DNA, or deoxyribonucleic acid, is the molecule that carries most of the genetic instructions used by living organisms. It is often modeled as a sequence of the letters G, C, A and T. These letters represent strands of Guanine, Cytosine, Adenine and Thymine, the four nucleotides that form the basis of DNA. Watch the following video:
In [ ]:
from IPython.display import YouTubeVideo
YouTubeVideo("MvuYATh7Y74",width=640,height=360)
A string of DNA is very long. No one has developed the technology to measure a single DNA (or RNA) molecule sequence in one pass. We can sequence smaller pieces ("sequences") of DNA, however. The trick then becomes to figure out a way to use small-sequence technology to measure the entire big sequence (i.e., the entire DNA molecule).
A solution that seems to work quite well is to take DNA (actually, a lot of DNA molecules) and cut it up into short pieces that we can read. We can read these small pieces easily, but then we need to figure out how to put them together to get the original long DNA sequence. This is challenging because there are many little pieces that overlap with each other, and reassembling this into the correct sequence may take quite a bit of effort. This type of assembly is often called "shotgun sequencing."
Whatch the following video about shotgun sequencing:
In [ ]:
from IPython.display import YouTubeVideo
YouTubeVideo("vg7Y5EeZsjk",width=640,height=360)
The goal of shotgun sequencing is to take all of the short reads and assemble them back into the original genome.
Question 1: Describe the model that is being used in shotgun sequencing.
//put your answer here
Question 2: What are some of the limitations of this model?
//put your answer here
Question 3: Write some high level pseudocode or create a flowchart that explains how you would develop your own shotgun sequencer.
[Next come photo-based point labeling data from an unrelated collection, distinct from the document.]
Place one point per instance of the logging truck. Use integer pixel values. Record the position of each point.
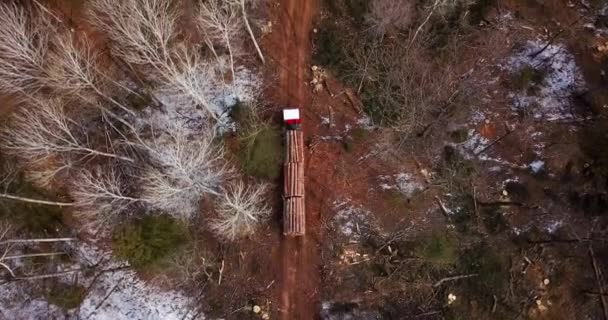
(294, 216)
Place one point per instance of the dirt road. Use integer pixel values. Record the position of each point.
(299, 256)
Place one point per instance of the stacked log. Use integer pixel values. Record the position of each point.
(294, 215)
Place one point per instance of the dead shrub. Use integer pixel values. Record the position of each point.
(387, 16)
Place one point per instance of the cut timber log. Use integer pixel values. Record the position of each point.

//put your answer here or reference an attached file.
In [ ]:
st = 'This is a string'
print(st)
A string is a list of characters. You can access individual characters using brackets and an index. For example, the following prints out charicters 4 though 9:
In [ ]:
print(st[4:10])
Here's a neat trick. You can access the string using both positive and negative indexes. A positive index counts from the beginnning of the string and a negative index counts from the end of the string. For example:
In [ ]:
print(st[4:-4])
Remember indexing starts at zero (0) and the left index is "inclusive" while the right index is "excluded". So, to print the second-to-last letter in a string, all we need to do is the following:
In [ ]:
print(st[len(st)-2])
Question 4: Write a loop that loops over the string backwards using negative indexing. Have the loop print each character backwards. It should look something like this:
g
n
i
r
t
s
a
s
i
s
i
h
T
In [ ]:
#put your code here
for c in range(0,len(st)):
print(st[-(c+1)])
Question 5: What questions do you have, if any, about any of the topics discussed in this assignment after watching the video and reading the links?
//put your answer here
Question 6: Do you have any further questions or comments about this material, or anything else that's going on in class?
//put your answer here
Now, you just need to submit this assignment by uploading the notebook to the course Desire2Learn web page. Go to the "Pre-class assignments" folder, find the dropbox link for Day 17, and upload it there.
In class we are going to have you use what you have learned to write your own assembler. See you there!